The New Zealand Homosexual Law Reform Society held a national conference to discuss law reform. In attendance was the Bishop of Wellington, H.W Baines. He called for Christians to adopt an understanding attitude, to show homosexuals that they were not excluded from society. The Law Reform Society had been courageously lobbying for law change since its formation in early 1967. Treasurer of the Society, Barry Neels, told reporters in August that year, “The average New Zealander has been brain-washed into an intolerant state of disgust for his brother homosexual; he is not able to show compassion because even sympathisers and reformers come under suspicion… Unless legislation is changed, New Zealand will always have homosexual suicides, ostracism of often brilliant men and an increasing number of homosexual patients and prisoners in mental hospitals and gaols.”

14 September 1978

The LGBT Bay Area Reporter newspaper in San Francisco reported that the Broadcasting Corporation of New Zealand had banned the airing of Tom Robinson’s political song Glad to be Gay by its radio stations. The song, written for a London Pride parade in 1976, contained strong commentary on the oppression of homosexuals in the United Kingdom. A BCNZ official insisted that the radio ban was not an attempt to discriminate against homosexuals, citing the broadcaster’s earlier attempts to expand “understanding of the views of Gay people.” Wellington Gay Liberation disagreed, labelling the action as “blatant and unjustifiable discrimination.” The song was however heard in Auckland, broadcast on the independent Radio Hauraki.

15 September 2013

Internationally recognised equestrian and icon Peter Taylor died in Auckland after stopping all treatment for both HIV and the rare infection Leishmaniasis (caught from a sandfly bite at the Barcelona Olympics). Over a fifteen-year period, Taylor underwent a massive 922 doses of chemotherapy resulting in additional health complications.  His infectious diseases specialist, Professor Mark Thomas reflected “Pete taught me about determination, tolerating tough life, optimism and generosity.” Taylor himself said “I think it is about positive thinking, taking responsibility, and reducing any bitterness and blame in your life. You can’t have negatives in your body that will feed the illness.” Taylor’s businesses included Urge Bar (which he co-founded in 1995), and the much-loved Surrender Dorothy and Dot’s Sister.

September 2020

The Salvation Army (New Zealand, Fiji, Tonga and Samoa Territory) issued a set of guidelines relating to the Army’s stance on gay conversion practices, sexuality and gender identity.
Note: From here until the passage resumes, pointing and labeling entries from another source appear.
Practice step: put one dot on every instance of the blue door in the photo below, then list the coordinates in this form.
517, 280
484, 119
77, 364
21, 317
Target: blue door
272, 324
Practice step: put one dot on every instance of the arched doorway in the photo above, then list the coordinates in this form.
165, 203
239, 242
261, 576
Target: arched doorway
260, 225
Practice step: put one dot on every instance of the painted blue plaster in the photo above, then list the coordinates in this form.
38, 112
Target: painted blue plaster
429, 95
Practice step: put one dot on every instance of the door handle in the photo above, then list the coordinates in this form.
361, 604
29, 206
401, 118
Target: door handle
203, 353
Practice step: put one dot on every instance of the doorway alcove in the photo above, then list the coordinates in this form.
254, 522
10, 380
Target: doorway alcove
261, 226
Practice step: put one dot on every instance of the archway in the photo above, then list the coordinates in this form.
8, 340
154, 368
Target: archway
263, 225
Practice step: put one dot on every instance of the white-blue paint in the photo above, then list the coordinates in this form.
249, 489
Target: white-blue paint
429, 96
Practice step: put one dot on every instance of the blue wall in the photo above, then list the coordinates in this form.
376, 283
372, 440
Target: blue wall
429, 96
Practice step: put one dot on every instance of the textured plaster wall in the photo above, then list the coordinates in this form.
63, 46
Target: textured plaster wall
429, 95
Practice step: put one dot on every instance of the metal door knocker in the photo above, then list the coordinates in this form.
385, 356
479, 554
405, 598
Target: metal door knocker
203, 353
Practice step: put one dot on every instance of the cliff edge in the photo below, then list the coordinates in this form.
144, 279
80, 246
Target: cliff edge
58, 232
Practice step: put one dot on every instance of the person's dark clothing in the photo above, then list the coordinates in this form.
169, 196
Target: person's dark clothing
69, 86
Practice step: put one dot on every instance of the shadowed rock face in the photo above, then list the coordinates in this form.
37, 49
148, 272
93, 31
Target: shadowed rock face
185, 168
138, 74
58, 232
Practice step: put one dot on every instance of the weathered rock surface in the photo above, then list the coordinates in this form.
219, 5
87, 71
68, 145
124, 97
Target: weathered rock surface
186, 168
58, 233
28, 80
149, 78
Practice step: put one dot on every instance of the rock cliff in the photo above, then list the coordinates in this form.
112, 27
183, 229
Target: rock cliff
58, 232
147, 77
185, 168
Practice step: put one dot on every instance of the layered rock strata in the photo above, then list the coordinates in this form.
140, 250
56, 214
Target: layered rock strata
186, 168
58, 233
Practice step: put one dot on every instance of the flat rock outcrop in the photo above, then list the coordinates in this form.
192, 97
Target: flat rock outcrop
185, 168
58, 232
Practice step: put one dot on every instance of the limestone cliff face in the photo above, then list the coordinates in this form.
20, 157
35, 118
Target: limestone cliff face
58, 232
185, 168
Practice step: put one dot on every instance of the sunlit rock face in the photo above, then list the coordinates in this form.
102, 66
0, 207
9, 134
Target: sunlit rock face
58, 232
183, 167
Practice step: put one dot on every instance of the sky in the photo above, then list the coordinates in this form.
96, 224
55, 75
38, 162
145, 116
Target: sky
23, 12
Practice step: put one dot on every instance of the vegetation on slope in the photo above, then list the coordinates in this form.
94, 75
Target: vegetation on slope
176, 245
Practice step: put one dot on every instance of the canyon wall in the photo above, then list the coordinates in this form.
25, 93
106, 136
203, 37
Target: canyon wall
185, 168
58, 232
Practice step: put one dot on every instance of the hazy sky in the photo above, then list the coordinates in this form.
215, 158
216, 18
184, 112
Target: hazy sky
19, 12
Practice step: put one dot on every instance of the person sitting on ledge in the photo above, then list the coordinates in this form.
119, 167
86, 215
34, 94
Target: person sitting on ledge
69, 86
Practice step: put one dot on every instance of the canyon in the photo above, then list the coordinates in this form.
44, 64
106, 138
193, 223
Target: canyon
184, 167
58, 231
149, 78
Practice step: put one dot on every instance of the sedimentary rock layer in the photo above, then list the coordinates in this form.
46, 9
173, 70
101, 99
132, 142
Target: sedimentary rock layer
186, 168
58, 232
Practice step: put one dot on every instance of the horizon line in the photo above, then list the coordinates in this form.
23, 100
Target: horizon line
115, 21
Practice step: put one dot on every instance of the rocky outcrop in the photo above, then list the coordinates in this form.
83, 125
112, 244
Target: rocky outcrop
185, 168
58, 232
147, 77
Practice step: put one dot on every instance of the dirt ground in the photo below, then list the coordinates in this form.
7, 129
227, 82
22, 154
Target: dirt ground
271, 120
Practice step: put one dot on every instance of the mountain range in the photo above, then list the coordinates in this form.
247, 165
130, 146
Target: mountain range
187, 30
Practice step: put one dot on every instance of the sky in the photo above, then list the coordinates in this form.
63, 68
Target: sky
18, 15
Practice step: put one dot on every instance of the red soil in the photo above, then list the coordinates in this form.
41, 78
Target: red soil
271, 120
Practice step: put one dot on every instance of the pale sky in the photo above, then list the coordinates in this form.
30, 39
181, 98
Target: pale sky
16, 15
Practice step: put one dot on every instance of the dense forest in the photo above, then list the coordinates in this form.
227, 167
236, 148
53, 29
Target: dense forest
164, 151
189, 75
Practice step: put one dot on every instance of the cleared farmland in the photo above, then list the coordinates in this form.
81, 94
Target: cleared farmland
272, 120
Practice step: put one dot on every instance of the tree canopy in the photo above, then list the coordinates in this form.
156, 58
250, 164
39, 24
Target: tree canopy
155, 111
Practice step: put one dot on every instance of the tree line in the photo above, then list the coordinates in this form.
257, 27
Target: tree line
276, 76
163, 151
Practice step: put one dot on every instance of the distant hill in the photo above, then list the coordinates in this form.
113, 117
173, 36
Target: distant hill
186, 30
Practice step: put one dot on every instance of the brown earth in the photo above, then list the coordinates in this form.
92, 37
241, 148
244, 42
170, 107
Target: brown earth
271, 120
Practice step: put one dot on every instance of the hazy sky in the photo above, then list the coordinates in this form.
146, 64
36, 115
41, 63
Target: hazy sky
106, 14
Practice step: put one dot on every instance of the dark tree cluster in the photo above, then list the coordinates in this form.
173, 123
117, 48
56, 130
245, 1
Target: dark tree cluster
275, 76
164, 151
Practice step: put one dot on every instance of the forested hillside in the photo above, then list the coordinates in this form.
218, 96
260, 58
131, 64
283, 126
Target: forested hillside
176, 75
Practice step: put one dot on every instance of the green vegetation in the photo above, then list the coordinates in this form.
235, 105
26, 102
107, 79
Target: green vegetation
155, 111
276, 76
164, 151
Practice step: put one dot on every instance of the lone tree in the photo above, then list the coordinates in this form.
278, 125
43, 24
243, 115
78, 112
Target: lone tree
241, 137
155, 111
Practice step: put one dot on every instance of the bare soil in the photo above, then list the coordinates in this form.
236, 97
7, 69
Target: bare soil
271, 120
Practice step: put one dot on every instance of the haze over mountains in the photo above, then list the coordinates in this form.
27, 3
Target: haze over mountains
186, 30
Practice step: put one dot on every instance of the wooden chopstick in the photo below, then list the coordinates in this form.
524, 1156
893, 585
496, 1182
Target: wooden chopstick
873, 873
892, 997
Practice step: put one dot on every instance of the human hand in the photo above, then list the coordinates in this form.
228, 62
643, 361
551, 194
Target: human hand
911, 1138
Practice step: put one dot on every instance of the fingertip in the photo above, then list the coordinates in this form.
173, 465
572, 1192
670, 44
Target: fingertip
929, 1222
The Army affirmed their opposition to any form of gay conversion practices and stated “Salvationists will continue to oppose vilification of, or discrimination against, anyone on the grounds of sexuality or gender. This includes attempts to change another person’s sexual orientation or gender identity and includes actions which deny a person’s sexual orientation or gender identity.” The statement was in stark contrast to the Army’s strident opposition to homosexual law reform in the mid-1980s when Colonel Donald Campbell told Salvationists that the moral decay of civilisation was proceeding unchecked and that it was in many ways a greater threat than that of nuclear destruction.